Financial firms must ‘speed up’ contingency plans in the event of Britain exiting the European Union without a deal, the bloc’s banking watchdog warned on Monday.
The European Banking Authority (EBA) said it was ‘imperative’ that the bloc’s financial institutions ‘identify potential exposures and risk channels that may be affected, and the possible implications of the potential departure of the UK without a ratified withdrawal agreement in place’.
It comes as IMF head Christine Lagarde spoke of the ‘critical’ importance of continental Europe having necessary regulations in place ‘for the influx of financial firms’ from the UK.
There is growing concern that Britain could next year leave the EU without a deal, as tough Brexit negotiations stall in regards to the border between Northern Ireland in the UK and Ireland.
EBA chairperson Andrea Enria said that ‘firms cannot take for granted that they continue to operate as at present nor can they rely on as yet unrealised political agreements or public policy interventions’.
He added: ‘Risks, capacity and legal implications must be examined and addressed.’
Miles Celic, chief executive of financial services lobby group TheCityUK, dismissed suggestions of inadequate preparations.
“Financial services firms in the UK have had contingency plans in place for months,’ he said in a statement. 
‘Our industry has had a constructive, ongoing dialogue with regulators and government. We have worked together to minimise the risk of disruption to clients and the wider economy.’ 
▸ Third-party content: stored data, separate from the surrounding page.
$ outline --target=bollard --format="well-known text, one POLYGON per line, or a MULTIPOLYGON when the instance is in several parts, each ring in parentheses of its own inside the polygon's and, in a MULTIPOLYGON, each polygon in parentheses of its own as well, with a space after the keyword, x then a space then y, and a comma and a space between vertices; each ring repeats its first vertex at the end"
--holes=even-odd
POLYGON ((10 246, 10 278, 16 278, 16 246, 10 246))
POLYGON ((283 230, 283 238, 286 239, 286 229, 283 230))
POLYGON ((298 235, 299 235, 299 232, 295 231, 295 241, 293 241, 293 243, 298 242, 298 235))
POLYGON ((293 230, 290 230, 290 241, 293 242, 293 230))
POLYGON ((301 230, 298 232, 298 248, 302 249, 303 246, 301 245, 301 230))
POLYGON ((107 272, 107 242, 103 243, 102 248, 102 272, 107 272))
Celic however called upon European authorities ‘to engage urgently and seriously’ in making sure cross-border financial services contracts, including for individuals’ pension and insurance products, are maintained following Brexit. 
‘The lack of progress by EU regulators on this vital issue is the most pressing item on the agenda,” he insisted.
Based in London, the EBA will move to Paris following Britain’s withdrawal from the EU scheduled for March next year, while banks and other firms are planning also to move some or all of their operations away from the UK with or without a Brexit deal.
During a visit to Dublin on Monday, Lagarde said that ‘in the near-term, it is critical to ensure that regulatory and supervisory capacities are prepared for the influx of financial firms that will eventually move to continental Europe – and Ireland – from where they are at the moment’.
‘Need to engage now’
Elsewhere Monday, a survey showed that almost 50 percent of businesses in EU countries, excluding Britain, had cut investment because of Brexit.
A poll of 800 business leaders across six major European markets, carried out by global law firm Baker McKenzie, found ‘nearly half of respondents saying that their company has reduced investment in the UK and they had already seen disruption to their supply chains resulting from the Brexit vote’.
‘While Brexit may be prompted by the UK, it will impact businesses in both the UK and the EU dramatically,’ said Ross Denton, a partner at the law firm specialising in trade.
‘To ensure Brexit is the success it potentially can be EU businesses need to engage now if they feel unheard or under-prepared, either through their national or European trade associations, or directly with the EU and national governments.’
Increasing the pressure on British Prime Minister Theresa May, planemaker Airbus last week warned that it could exit the UK should the country fail to strike a deal with Brussels.
The European group, which directly employs nearly 15,000 people in Britain, warned that crashing out of the bloc would be ‘catastrophic’ and force it to consider its investments.